Parsing *.log files from Apache Airflow via Docker: Promtail Loki Grafana

Hi to all,

I little bit confused, I trying for my POC via Docker, collect and read *.log files, for example line from log:

[2024-05-29T09:06:12.000+0300] {taskinstance.py:1364} INFO - Starting attempt 1 of 2

I want get from log-file: timestamp, level of log and message.

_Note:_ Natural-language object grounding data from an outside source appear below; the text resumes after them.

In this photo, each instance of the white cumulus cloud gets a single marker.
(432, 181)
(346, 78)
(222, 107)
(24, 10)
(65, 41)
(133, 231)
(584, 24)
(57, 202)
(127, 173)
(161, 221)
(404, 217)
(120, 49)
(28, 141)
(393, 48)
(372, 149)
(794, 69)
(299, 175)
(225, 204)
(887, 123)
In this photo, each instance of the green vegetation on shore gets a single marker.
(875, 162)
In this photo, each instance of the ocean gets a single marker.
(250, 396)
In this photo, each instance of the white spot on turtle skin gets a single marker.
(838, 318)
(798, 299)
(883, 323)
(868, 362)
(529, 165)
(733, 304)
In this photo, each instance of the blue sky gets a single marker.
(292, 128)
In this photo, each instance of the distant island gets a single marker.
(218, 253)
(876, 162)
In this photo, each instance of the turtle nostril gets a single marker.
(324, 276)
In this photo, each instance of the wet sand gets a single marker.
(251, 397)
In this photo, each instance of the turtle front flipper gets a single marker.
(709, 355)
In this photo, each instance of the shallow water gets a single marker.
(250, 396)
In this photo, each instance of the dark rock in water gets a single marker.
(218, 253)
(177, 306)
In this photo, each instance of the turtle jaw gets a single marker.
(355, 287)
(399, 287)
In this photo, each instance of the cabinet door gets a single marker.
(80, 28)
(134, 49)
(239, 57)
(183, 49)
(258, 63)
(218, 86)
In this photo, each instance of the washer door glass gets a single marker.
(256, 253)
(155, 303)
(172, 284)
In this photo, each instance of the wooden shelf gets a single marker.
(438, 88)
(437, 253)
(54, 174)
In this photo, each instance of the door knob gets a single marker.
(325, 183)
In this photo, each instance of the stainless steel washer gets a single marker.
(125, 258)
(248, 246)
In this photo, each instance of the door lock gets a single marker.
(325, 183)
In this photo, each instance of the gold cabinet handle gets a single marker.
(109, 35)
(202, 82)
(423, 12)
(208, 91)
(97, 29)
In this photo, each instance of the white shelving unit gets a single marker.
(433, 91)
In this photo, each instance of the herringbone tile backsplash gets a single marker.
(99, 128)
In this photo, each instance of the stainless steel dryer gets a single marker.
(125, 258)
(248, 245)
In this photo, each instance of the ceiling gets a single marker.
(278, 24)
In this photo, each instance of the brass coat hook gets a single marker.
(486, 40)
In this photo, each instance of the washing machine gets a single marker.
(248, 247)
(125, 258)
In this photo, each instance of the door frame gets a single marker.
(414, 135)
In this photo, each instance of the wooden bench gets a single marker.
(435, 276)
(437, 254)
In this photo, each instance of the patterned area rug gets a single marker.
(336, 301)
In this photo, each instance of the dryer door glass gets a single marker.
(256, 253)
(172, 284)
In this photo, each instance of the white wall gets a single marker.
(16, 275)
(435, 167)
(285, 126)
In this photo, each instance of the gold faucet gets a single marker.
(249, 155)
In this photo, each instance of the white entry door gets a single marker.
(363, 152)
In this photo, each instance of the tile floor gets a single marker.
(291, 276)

So my docker-compose.yaml include grafana, loki and promtail. That my promtail-config.yml:

server:
  http_listen_port: 9080
  grpc_listen_port: 0

positions:
  filename: /tmp/positions.yaml

clients:
  - url: http://loki:3100/loki/api/v1/push

scrape_configs:
- job_name: airflow
  static_configs:
  - targets:
      - localhost
    labels:
      job: "airflow_logs"
      __path__: /var/log/*.log
  pipeline_stages:
    - regex:
        expression: '\[(?P<timestamp>.*?)\]\s+\{(?P<logger>.*?)\}\s+(?P<level>[A-Z]+)\s+-\s+(?P<message>.*)$'
    - timestamp:
        source: timestamp
        format: RFC3339
    - labels:
        level:
        logger:

In Explore tab I get filename, job, level and logger. So when I create query it’s load data. But still
times is wrong, instead extract timestamp it show time now.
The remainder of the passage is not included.